He was down on the ground for 30 minutes, crying uncontrollably and unable to move his legs.

Local youth pastor Eric Dill rushed to the boy's side to pray for him. Little did he know that small but powerful act would spark a legal showdown. 

The Freedom From Religion Foundation (FFRF) heard about the prayer and filed a complaint against the Hamilton County Department of Education, arguing it violated the injured player's constitutional rights. 

HCDE attorney D. Scott Bennett said the prayer had nothing to do with imposing a single religion, but had everything to do with compassion. 

"Rather than being an unconstitutional endorsement of religion," Bennett wrote in a letter to FFRF, "this was human compassion at its finest." The injured student has since made a full recovery.

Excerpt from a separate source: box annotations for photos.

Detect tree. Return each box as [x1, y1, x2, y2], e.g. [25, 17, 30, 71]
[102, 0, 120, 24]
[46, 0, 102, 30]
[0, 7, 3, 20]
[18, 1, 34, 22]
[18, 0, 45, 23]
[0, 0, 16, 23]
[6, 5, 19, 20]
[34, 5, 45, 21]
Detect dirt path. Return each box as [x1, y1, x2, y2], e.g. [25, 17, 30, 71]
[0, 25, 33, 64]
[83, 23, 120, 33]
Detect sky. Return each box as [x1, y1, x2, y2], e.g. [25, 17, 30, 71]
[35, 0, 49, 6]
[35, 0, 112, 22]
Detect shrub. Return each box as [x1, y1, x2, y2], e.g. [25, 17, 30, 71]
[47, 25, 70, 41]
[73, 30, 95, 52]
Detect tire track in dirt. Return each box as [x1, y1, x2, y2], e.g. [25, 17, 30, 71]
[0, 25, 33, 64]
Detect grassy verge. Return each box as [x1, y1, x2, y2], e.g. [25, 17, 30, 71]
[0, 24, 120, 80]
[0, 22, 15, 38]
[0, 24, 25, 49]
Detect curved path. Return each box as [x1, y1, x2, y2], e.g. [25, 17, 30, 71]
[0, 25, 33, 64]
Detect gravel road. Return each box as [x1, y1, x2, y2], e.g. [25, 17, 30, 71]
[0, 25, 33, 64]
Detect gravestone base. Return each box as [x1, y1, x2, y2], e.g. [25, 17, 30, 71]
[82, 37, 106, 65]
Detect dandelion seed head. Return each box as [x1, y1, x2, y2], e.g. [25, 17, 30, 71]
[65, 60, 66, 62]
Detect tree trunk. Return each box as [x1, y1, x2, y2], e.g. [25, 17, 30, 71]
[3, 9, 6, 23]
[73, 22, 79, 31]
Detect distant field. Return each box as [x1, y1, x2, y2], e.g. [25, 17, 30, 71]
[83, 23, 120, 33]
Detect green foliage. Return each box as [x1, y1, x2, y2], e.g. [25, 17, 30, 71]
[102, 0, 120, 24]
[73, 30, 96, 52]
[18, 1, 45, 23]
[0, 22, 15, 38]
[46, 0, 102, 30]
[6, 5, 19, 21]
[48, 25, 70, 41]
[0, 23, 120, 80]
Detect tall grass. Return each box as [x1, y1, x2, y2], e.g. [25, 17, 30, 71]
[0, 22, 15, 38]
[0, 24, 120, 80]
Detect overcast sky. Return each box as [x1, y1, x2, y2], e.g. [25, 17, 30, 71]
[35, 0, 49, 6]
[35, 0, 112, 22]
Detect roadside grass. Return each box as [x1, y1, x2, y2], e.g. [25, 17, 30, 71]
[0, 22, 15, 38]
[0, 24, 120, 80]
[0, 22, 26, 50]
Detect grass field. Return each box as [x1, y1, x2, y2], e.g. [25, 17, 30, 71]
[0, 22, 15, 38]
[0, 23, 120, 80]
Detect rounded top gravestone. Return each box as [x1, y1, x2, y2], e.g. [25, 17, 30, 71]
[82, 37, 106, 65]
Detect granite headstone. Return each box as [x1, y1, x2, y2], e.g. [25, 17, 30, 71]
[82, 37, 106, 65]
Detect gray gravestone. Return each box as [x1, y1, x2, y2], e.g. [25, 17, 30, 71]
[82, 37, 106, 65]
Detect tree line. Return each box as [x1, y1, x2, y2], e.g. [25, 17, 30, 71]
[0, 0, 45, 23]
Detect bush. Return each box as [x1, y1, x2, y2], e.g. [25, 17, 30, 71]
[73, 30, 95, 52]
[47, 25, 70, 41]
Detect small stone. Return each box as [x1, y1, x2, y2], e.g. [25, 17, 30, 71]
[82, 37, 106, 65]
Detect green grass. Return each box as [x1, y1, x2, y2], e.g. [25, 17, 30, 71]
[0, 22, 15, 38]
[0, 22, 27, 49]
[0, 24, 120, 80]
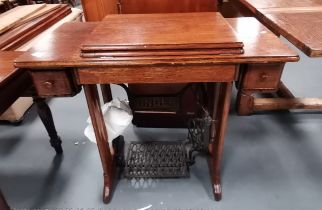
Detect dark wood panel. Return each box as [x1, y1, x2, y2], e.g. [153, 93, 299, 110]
[81, 0, 118, 22]
[120, 0, 217, 14]
[77, 65, 237, 84]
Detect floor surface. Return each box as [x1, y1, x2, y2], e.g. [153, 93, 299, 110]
[0, 38, 322, 210]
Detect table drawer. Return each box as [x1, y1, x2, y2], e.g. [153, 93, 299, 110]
[242, 63, 284, 90]
[30, 70, 81, 97]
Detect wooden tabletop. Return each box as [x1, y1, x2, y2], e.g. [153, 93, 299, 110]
[15, 18, 299, 68]
[82, 12, 243, 51]
[0, 51, 23, 88]
[235, 0, 322, 57]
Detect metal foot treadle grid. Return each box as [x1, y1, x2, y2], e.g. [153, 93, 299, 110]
[124, 141, 189, 178]
[124, 117, 211, 178]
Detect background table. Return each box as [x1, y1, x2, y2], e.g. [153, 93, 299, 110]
[234, 0, 322, 115]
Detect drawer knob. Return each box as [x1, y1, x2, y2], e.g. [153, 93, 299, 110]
[261, 74, 272, 80]
[44, 81, 54, 89]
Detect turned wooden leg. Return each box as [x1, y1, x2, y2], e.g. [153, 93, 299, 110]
[101, 84, 113, 104]
[84, 85, 114, 203]
[34, 98, 63, 154]
[210, 83, 232, 201]
[236, 90, 254, 116]
[0, 191, 10, 210]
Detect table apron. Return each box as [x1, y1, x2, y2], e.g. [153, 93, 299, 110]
[76, 64, 238, 84]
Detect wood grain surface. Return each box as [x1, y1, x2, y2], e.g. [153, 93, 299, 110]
[82, 13, 243, 52]
[262, 10, 322, 57]
[0, 5, 71, 50]
[120, 0, 217, 14]
[15, 18, 299, 68]
[0, 4, 45, 34]
[238, 0, 322, 57]
[0, 51, 23, 88]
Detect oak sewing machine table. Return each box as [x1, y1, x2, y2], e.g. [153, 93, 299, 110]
[234, 0, 322, 115]
[10, 13, 298, 203]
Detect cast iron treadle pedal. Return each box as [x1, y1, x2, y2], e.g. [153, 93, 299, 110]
[125, 141, 189, 178]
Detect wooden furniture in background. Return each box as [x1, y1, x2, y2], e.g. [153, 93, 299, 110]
[15, 13, 298, 202]
[81, 0, 119, 21]
[0, 51, 63, 210]
[234, 0, 322, 115]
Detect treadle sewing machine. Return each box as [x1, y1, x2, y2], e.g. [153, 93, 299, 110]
[11, 13, 298, 203]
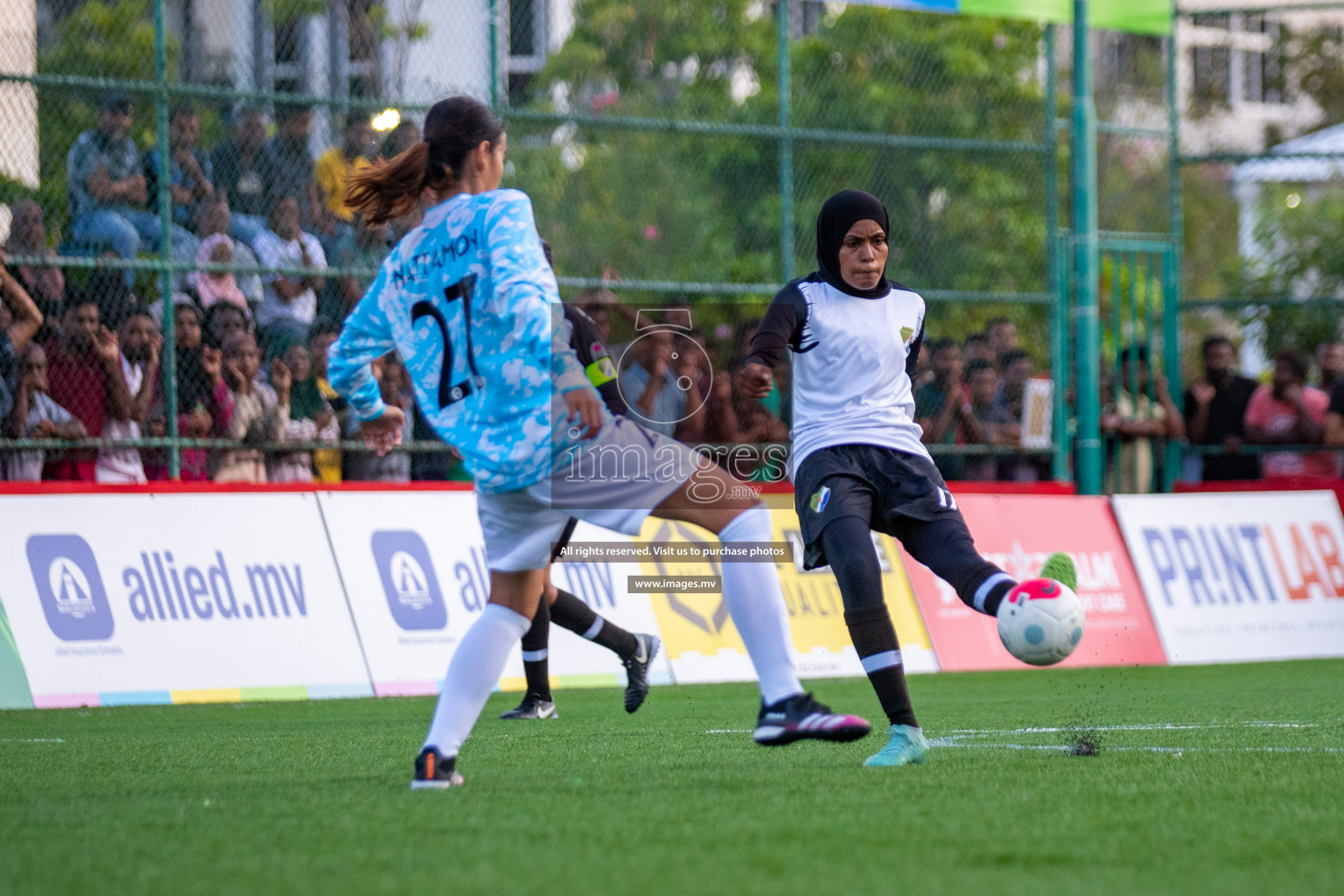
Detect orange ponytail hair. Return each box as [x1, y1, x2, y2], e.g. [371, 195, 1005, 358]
[346, 97, 504, 224]
[346, 141, 453, 226]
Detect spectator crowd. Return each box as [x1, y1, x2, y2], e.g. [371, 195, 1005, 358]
[0, 93, 1344, 492]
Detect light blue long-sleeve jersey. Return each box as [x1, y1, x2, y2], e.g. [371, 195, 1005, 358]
[328, 189, 606, 492]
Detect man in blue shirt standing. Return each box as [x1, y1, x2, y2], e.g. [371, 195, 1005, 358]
[66, 93, 192, 286]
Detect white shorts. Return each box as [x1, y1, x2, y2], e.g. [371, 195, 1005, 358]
[476, 416, 714, 572]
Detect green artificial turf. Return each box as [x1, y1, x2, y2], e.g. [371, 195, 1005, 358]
[0, 661, 1344, 896]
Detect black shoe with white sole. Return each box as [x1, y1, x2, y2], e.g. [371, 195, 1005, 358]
[411, 747, 462, 790]
[624, 634, 662, 712]
[500, 693, 561, 718]
[752, 693, 872, 747]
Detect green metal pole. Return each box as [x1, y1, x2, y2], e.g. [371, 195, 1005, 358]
[155, 0, 181, 480]
[1073, 0, 1106, 494]
[489, 0, 500, 111]
[1044, 23, 1068, 480]
[775, 0, 793, 282]
[1163, 16, 1186, 492]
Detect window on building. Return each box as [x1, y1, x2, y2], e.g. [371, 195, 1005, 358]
[1242, 15, 1287, 103]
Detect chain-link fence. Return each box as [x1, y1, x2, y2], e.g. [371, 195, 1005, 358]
[0, 0, 1199, 491]
[1176, 2, 1344, 491]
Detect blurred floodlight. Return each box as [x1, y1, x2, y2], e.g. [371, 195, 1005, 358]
[371, 108, 402, 130]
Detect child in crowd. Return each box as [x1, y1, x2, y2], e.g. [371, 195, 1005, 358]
[214, 333, 290, 482]
[0, 342, 88, 482]
[190, 234, 251, 317]
[266, 346, 340, 482]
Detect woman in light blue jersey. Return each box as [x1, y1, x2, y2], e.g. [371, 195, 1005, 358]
[329, 97, 870, 788]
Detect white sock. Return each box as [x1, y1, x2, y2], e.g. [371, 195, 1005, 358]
[719, 505, 802, 705]
[424, 603, 532, 759]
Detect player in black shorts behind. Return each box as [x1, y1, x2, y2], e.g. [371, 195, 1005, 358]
[738, 189, 1074, 766]
[500, 242, 660, 718]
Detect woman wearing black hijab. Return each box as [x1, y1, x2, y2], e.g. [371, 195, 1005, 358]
[738, 189, 1074, 766]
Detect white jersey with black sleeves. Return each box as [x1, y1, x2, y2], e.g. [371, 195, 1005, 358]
[747, 274, 928, 477]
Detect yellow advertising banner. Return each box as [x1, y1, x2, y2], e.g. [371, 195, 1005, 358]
[640, 494, 938, 683]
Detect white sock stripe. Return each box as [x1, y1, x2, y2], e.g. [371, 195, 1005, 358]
[859, 650, 900, 676]
[975, 572, 1012, 612]
[719, 504, 773, 542]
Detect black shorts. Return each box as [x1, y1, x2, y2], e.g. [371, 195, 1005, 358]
[793, 444, 965, 570]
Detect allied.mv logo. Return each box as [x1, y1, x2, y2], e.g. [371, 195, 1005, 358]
[28, 535, 116, 640]
[372, 529, 447, 632]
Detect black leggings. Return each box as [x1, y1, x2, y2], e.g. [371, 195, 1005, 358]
[821, 514, 1001, 612]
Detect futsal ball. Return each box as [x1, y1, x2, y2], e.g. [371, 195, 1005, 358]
[998, 579, 1083, 666]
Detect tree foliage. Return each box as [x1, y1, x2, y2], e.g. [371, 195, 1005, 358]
[509, 0, 1048, 344]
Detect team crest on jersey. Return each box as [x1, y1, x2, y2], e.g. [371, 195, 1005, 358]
[808, 485, 830, 513]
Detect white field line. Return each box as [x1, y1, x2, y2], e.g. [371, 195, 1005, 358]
[704, 721, 1344, 756]
[928, 738, 1344, 756]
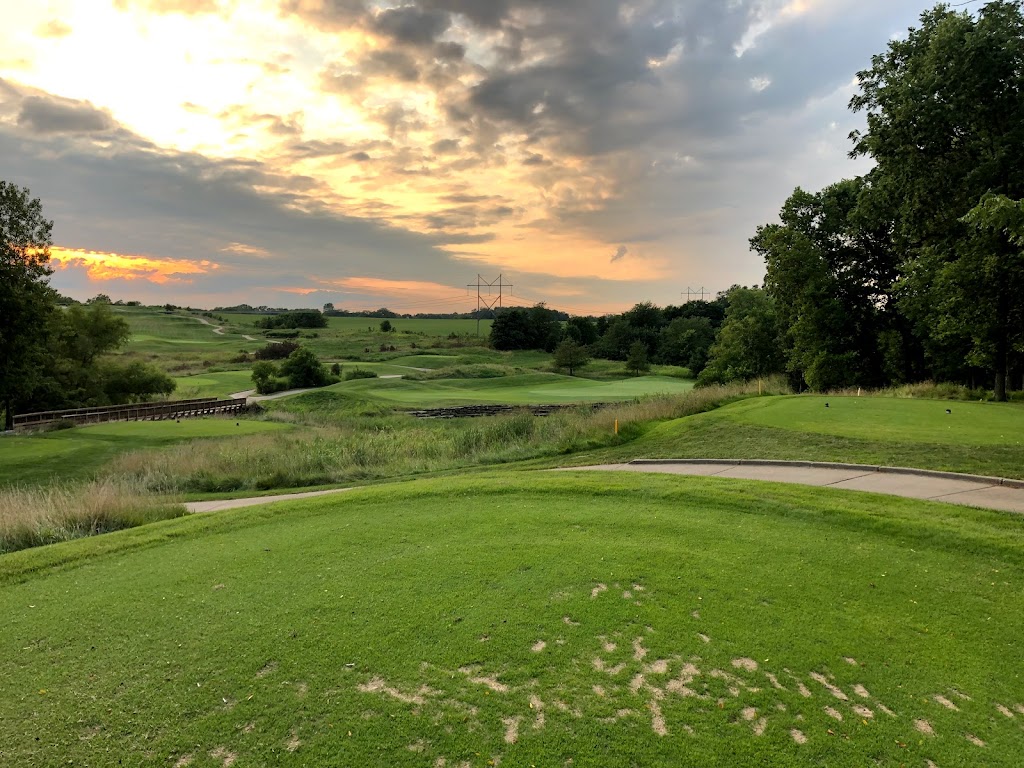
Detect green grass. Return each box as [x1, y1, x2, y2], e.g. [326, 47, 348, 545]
[0, 473, 1024, 768]
[0, 418, 291, 486]
[174, 369, 255, 399]
[573, 395, 1024, 478]
[332, 374, 693, 408]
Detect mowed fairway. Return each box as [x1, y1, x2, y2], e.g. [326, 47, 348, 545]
[0, 473, 1024, 768]
[0, 418, 292, 485]
[334, 374, 693, 408]
[588, 395, 1024, 478]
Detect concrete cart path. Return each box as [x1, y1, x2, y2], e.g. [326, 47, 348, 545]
[185, 488, 352, 513]
[185, 459, 1024, 514]
[556, 459, 1024, 514]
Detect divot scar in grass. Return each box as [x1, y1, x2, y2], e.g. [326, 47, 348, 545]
[356, 583, 1024, 761]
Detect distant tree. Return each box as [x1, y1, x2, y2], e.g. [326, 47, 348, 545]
[850, 0, 1024, 400]
[281, 347, 331, 389]
[0, 181, 55, 430]
[253, 341, 299, 360]
[565, 316, 599, 346]
[490, 307, 530, 351]
[555, 339, 590, 376]
[697, 286, 785, 384]
[252, 360, 278, 394]
[256, 309, 327, 330]
[658, 316, 715, 376]
[99, 360, 175, 403]
[626, 341, 650, 376]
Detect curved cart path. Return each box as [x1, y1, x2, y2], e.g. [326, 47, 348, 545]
[185, 459, 1024, 514]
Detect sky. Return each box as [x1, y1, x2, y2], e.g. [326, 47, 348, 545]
[0, 0, 932, 314]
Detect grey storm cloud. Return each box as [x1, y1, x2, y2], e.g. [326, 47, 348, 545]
[17, 96, 114, 133]
[0, 81, 486, 286]
[370, 5, 452, 45]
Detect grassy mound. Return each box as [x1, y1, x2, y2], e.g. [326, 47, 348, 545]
[0, 473, 1024, 767]
[579, 395, 1024, 478]
[0, 418, 290, 486]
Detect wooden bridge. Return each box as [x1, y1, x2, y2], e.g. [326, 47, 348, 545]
[14, 397, 246, 429]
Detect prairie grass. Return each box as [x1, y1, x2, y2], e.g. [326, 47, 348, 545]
[0, 478, 186, 554]
[104, 382, 781, 493]
[828, 381, 992, 400]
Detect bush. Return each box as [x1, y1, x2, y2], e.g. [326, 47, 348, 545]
[281, 347, 332, 389]
[253, 341, 299, 360]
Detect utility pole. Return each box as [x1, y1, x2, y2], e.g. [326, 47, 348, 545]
[466, 274, 512, 336]
[686, 286, 711, 303]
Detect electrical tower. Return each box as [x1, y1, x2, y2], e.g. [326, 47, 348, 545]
[466, 274, 513, 336]
[686, 286, 711, 303]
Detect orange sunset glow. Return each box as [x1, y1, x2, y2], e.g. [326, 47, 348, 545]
[0, 0, 913, 314]
[50, 247, 219, 286]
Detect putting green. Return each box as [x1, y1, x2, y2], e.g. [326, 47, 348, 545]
[0, 473, 1024, 768]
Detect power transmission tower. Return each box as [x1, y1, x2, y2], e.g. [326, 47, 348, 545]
[466, 274, 513, 336]
[686, 286, 711, 303]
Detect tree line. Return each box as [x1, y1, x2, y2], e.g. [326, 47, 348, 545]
[0, 181, 174, 430]
[751, 0, 1024, 400]
[512, 0, 1024, 400]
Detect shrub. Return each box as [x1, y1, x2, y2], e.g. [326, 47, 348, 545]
[253, 341, 299, 360]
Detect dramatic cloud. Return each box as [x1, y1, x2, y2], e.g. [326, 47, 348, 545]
[0, 0, 926, 311]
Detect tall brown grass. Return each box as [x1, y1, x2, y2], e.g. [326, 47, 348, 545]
[106, 380, 786, 493]
[0, 478, 187, 553]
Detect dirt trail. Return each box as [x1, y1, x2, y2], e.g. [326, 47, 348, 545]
[191, 315, 260, 344]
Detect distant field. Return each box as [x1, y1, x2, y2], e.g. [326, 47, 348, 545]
[591, 395, 1024, 478]
[0, 473, 1024, 768]
[113, 306, 266, 376]
[0, 419, 291, 485]
[333, 374, 693, 407]
[174, 369, 253, 399]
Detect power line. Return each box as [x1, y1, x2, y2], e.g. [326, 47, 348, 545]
[466, 273, 512, 336]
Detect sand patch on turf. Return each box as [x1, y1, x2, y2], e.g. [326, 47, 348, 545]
[357, 677, 424, 705]
[256, 662, 278, 680]
[810, 672, 850, 701]
[502, 718, 522, 744]
[913, 720, 935, 736]
[210, 746, 239, 768]
[647, 700, 669, 736]
[732, 656, 758, 672]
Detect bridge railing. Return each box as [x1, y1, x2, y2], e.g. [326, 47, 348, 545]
[14, 397, 246, 429]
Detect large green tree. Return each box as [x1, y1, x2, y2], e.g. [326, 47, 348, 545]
[751, 179, 909, 390]
[697, 286, 785, 384]
[850, 0, 1024, 400]
[0, 181, 55, 430]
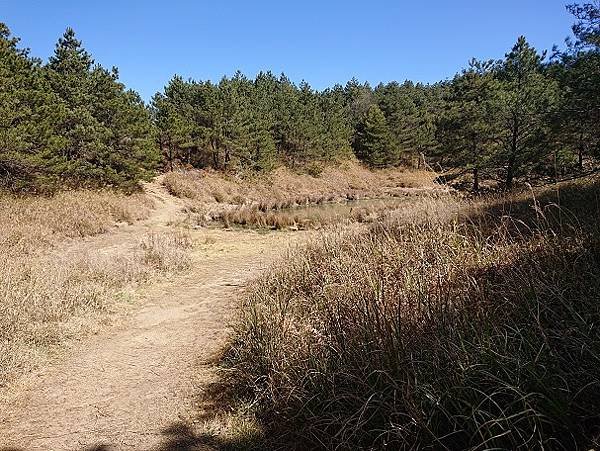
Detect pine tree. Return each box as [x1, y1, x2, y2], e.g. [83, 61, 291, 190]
[437, 60, 500, 192]
[357, 105, 399, 167]
[497, 36, 558, 188]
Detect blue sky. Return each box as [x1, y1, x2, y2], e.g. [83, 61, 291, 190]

Even more, when the injured player's teammates saw he was paralyzed, they asked Dill to pray for him. 

"If a student asks me, 'Eric pray for this,' especially in something like this, I'm going to pray," Dill told NBC affiliate WRCB-TV. "If I believe in a God who answers prayers, how bad do I have to hate the kid who's injured or the player who asked, or the players who are hurting not to pray?"

While many applaud his prayer, the school system did not.

Now all public schools in the area will receive training on the legal place of religion in school. 

Despite the backlash, Dill does not resent the FFRF. Instead, he says this situation is another reason why Christians need to share the love of Christ. 

"What I believe is these people need Christ, and we as believers have a responsibility to show them Christ," Dill told Baptist Press. "No one who has ever received Christ's love deserved it; not one person, ever. And I think we as Christians ...  forget that."